Achei um dedo na praia. Eu ia andando em plena manhã de sol por uma praia meio selvagem
quando, de repente, entre as coisas que o mar atirou na areia – conchas, gravetos, carcaças de
peixes, pedras -, vislumbrei algo diferente. Não gosto nada de contar esse episódio assim com
essa frieza, como se ao invés de um dedo eu tivesse encontrado um dedal. É bem capaz de
exigir que eu morra como as santas.

Mas então eu ia dizendo que passeava por uma praia completamente solitária, nem biquínis,
crianças ou barracas. O sol batia em cheio na areia brilhante, viva, cheia de coisas do mar de
mistura com coisas coisa da terra longamente trabalhadas pelo mar. Guardei na sacola uma
pedra cinzenta, tão polida que parecia revestida de cetim. O dedo não guardei não.

Não senti nenhum medo ou asco quando descobri o dedo meio enterrado na areia, uns restos
de ligamentos e tecidos flutuando na espuma das pequeninas ondas. Lavado e enxague, o
dedo parecia ser da mesma matéria branca dos peixes, não fosse a mundana presença do anel,
toque sinistro numa praia onde a morte era natural. Inclinara-me para ver melhor o estranho
objeto quando notei o pequeno feixe de fibras de algodão emergindo na areia banhada pela
espuma. Agora que água se retraíra eu podia ver um aro de ouro brilhando em torno da
vértebra, cingindo-a fortemente, enfeixando as fibras que tentavam se libertar, dissolutas.

Com a ponta do cipó, revolvi a areia. Era um dedo, dedo anular, provavelmente, com um anel
de pedra verde preso ainda à raiz intumescida. Unha de mulher burguesa, bem cuidada, à
altura do anel de joalheiro de classe que se esmerou na cravação da esmeralda. Mas naquele
estado de despelamento, o fragmento do dedo trabalhado pela água acabara por adquirir a
feição de um simples fruto do mar.

Contudo, havia o anel. A dona do dedo. Mulher rica, um anel daqueles devia ser de mulher rica
e de meia idade, que as jovens não usam joias, só as outras. O biquíni verde combinando com
o anel.

A pedra verde no dedo. Ou a personagem real de um crime, crime passional, é evidente,


enfraquecida a hipótese de latrocínio pela presença do anel. O flagrante da traição, "Ai, como
dói!" A premeditação no escuro, tão profundo o silêncio no quarto que podia se ouvir o
murmurejar do pensamento, roque-roque. No banheiro cintilante a proximidade da água
facilita demais, os crimes deviam ser cometidos perto de cascatas.
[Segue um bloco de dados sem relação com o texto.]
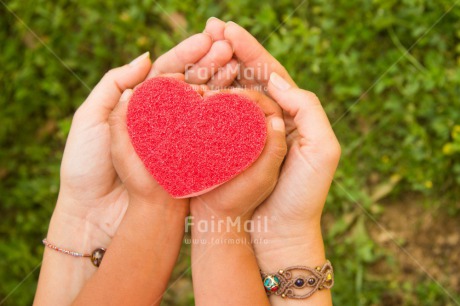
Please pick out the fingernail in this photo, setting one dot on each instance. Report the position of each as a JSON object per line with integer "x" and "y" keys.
{"x": 277, "y": 124}
{"x": 279, "y": 82}
{"x": 126, "y": 95}
{"x": 210, "y": 36}
{"x": 139, "y": 59}
{"x": 230, "y": 44}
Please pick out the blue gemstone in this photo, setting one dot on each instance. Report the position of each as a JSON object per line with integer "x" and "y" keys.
{"x": 299, "y": 282}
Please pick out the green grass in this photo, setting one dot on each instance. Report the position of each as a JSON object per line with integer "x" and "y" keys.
{"x": 387, "y": 71}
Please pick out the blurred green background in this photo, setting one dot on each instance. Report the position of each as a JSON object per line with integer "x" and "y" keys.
{"x": 387, "y": 71}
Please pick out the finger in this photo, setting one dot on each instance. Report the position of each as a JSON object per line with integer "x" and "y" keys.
{"x": 104, "y": 97}
{"x": 253, "y": 55}
{"x": 309, "y": 117}
{"x": 215, "y": 27}
{"x": 265, "y": 170}
{"x": 219, "y": 55}
{"x": 225, "y": 76}
{"x": 187, "y": 53}
{"x": 124, "y": 157}
{"x": 267, "y": 105}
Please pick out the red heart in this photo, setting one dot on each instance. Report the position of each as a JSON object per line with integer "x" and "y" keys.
{"x": 189, "y": 144}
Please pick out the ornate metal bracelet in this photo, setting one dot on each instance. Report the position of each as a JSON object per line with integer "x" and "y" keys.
{"x": 293, "y": 283}
{"x": 96, "y": 256}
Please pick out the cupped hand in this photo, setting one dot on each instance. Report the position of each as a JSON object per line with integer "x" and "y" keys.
{"x": 241, "y": 195}
{"x": 140, "y": 185}
{"x": 91, "y": 192}
{"x": 313, "y": 150}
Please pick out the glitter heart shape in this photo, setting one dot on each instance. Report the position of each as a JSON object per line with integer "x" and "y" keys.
{"x": 191, "y": 144}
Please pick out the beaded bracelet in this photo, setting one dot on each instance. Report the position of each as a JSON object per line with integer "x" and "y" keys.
{"x": 96, "y": 256}
{"x": 283, "y": 283}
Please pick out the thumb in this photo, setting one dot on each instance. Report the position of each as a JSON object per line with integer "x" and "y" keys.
{"x": 308, "y": 116}
{"x": 105, "y": 96}
{"x": 265, "y": 171}
{"x": 124, "y": 158}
E a praia deserta, o homem feliz não tinha camisa, só maiô. A pedra brilhava num tom mais
escuro do que a água. No quadro, o insólito era representado por uma gota de sangue
pingando nítida da ponta do dedo. E o anel.
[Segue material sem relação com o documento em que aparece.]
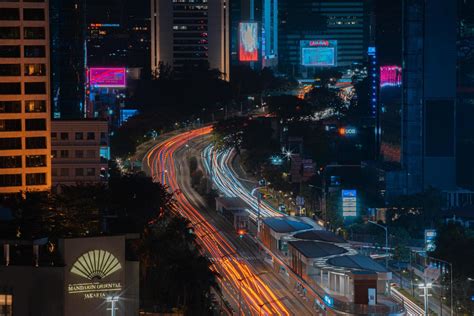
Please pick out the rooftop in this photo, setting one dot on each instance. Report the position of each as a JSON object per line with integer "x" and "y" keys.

A primeira pessoa que passar por aqui vai levar esse anel, pensei. Eu mesma – ou melhor, a
outra, a lúcida, com falsa inocência não chegou a insinuar que eu devia guardar o anel na
sacola? "Mais um objeto para sua coleção, não é uma linda pedra?" Expulsei-a, repugnada.
Cobri-o com o tacão do sapato e na areia tracei uma cruz, intuí se tratava de um dedo cristão.
Quando me voltei pela última vez, a água já tinha apagado tudo.